Obrona i atak
Cała
trójka zastygła z wyrazami różnego rodzaju niedowierzania na twarzach. Oblicze
Yin wydłużyło się i jakby zwęziło. Willy oklapł i zmarkotniał, patrząc na mnie
ze wzrokiem zbitego szczeniaczka, natomiast Mateo zmrużył oczy i odsłonił górny
rząd białych zębów.
-
Nie zgadzam się, żebyście zrobili ze mnie Hybrydę, którą nie jestem! Nie zamierzam
brać udziału, w czymś, co ma stworzyć potwora… Jak sami mówiliście na razie
jestem całkowicie bezużyteczna. Nie chcę pomocy, która ma sprawić, że będę
jeszcze bardziej pożądana przez zło. Nie będę im potrzebna, kiedy nic nie będę
potrafiła!- krzyczałam w głuchą przestań, prosto w zastygłą w gniewie twarz
Mateo.
Chłopak
poruszył się nagle i wysyczał przez zaciśnięte zęby:
-
Ty nic nie rozumiesz…. Oni nigdy nie zrezygnują z dopadnięcia ciebie. Przez
wieki będziesz musiała uciekać. Chować się po światach! Będziesz bezbronna.

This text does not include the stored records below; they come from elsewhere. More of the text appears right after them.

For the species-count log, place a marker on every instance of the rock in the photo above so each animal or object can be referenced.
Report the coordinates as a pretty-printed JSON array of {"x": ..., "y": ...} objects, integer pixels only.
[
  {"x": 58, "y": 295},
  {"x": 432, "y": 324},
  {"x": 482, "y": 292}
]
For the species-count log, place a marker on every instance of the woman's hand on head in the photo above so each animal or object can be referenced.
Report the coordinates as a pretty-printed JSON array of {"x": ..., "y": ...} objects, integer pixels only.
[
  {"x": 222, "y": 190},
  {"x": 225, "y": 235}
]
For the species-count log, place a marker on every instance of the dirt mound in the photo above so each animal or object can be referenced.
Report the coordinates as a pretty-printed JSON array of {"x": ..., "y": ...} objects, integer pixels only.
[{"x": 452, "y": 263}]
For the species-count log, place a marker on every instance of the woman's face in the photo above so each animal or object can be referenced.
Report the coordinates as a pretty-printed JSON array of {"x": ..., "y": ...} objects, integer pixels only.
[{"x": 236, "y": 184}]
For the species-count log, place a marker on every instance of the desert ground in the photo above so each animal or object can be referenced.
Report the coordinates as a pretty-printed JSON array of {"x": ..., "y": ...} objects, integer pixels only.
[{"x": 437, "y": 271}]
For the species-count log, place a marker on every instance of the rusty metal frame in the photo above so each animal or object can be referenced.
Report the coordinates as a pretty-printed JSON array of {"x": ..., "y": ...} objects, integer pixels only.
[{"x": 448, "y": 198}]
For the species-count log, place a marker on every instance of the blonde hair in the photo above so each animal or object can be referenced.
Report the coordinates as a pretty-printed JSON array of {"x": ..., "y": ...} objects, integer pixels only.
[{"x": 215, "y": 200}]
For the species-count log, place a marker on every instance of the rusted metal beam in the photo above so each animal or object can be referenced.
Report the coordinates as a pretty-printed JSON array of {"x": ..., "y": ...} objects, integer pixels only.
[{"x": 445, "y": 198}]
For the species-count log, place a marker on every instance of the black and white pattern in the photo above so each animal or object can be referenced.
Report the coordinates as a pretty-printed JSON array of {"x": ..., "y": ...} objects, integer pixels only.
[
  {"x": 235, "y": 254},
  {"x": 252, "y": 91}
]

Słaba jak dziecko! Czy tego właśnie chcesz? Być ofiarą własnego losu? Wieczną
uciekinierką?
Echo
jego słów kołatało się jeszcze długo po tym, jak zamilkł. Słaba jak dziecko! Bezbronna. Ofiara własnego losu. Wieczna
uciekinierka! Nie, tylko nie to. Czułam każde osobne uderzenie mojego
żywego serca. Każdy oddech. Pamiętałam każde mrugnięcie okiem. Wspominałam
każdy osobny ruch, czy myśl. Nie, nie chcę być słaba…
-
A gdy zgodzę się i przyjmę pomoc, co będzie, gdy stanę się Hybrydą Lodu?
–spytałam cichym głosem. Pragnęłam prostej odpowiedzi. Tylko tyle. I aż tyle.
Odezwała
się Yin.
-
Gdy opanujesz swoje żywioły, nie pozostanie ci nic innego, jak przyłączyć się
do nas i stać się jedną z nas.
-
A co z moim życiem..?
-
Jakim życiem?- usłyszałam rozbawiony głos Mateo. – Ty nigdy nie miałaś życia.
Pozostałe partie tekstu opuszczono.